He was genuinely startled. About two hundred yards from the place where they sat a great ball of crimson-yellow fire, as big as a gipsy pot, rose slowly, waveringly, into the air. It was followed by five others, each one smaller than the one above it. They switched themselves towards the forest, and one by one they went out.
'It is only will-o'-the-wisps,' said Lotty, 'and they always bring good luck. Aren't you glad?'
'Very,' said Antony.
Then, hand in hand, as if very old acquaintances indeed, they resumed their journey. And, as they got nearer and nearer to the forest, the tall pine-trees, with brown, pillar-like limbs, grew higher and higher, and finally swallowed them up.
CHAPTER II.
HOW ANTONY HAPPENED TO BE THERE.
ANTONY BLAKE—or Frank Antony Blake, to give him the benefit of his full tally—was the only son and heir-apparent of Squire Blake of Manby Hall, a fine old mansion away down in Devonshire; thousands of acres of land—no one seemed to know how many—rolling fields of meadow-lands divided by hedgerows and waving grain, woods and wolds, lakes and streams, and an upland of heath and fern that lost itself far away on the nor'-western horizon.

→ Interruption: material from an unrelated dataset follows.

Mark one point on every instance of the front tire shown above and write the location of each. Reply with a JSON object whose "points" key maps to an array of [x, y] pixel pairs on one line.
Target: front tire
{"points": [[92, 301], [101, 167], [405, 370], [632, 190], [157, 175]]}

The mansion itself, situated on a green eminence in the midst of the well-treed old park, was one of the stately homes of England; and though antique enough to be almost grim—as if holding in its dark interior the secrets of a gloomy or mayhap tragic past—it was cheerful enough in summer or winter; and from its big lodge-gates, all along its gravelled avenues, the wheel-marks bore evidence that Manby Hall was by no means deserted nor the squire very much of a recluse.
The gardens of this mansion were large enough to lose one's self in, silent save for the song of birds, with broad green walks, with bush and tree and flower, and fountains playing in the centre of ponds only and solely for the sake of the waterfowl or the gold and silver fish that hid themselves from the sunshine beneath the green, shimmering leaves of lordly floating lilies, orange and white.
A rural paradise was Manby Hall. Acres of glass too, a regiment of semi-silent gardeners, and a mileage of strong old walls around that were gay in springtime and summer with creeping, climbing, trailing flowers of every shape and shade.
If there was a single grim room in all this abode it was the library, where from tawny, leather-bound shelves the mighty tomes of authors long dead and gone frowned down on one, as one entered through the heavily draped doorways.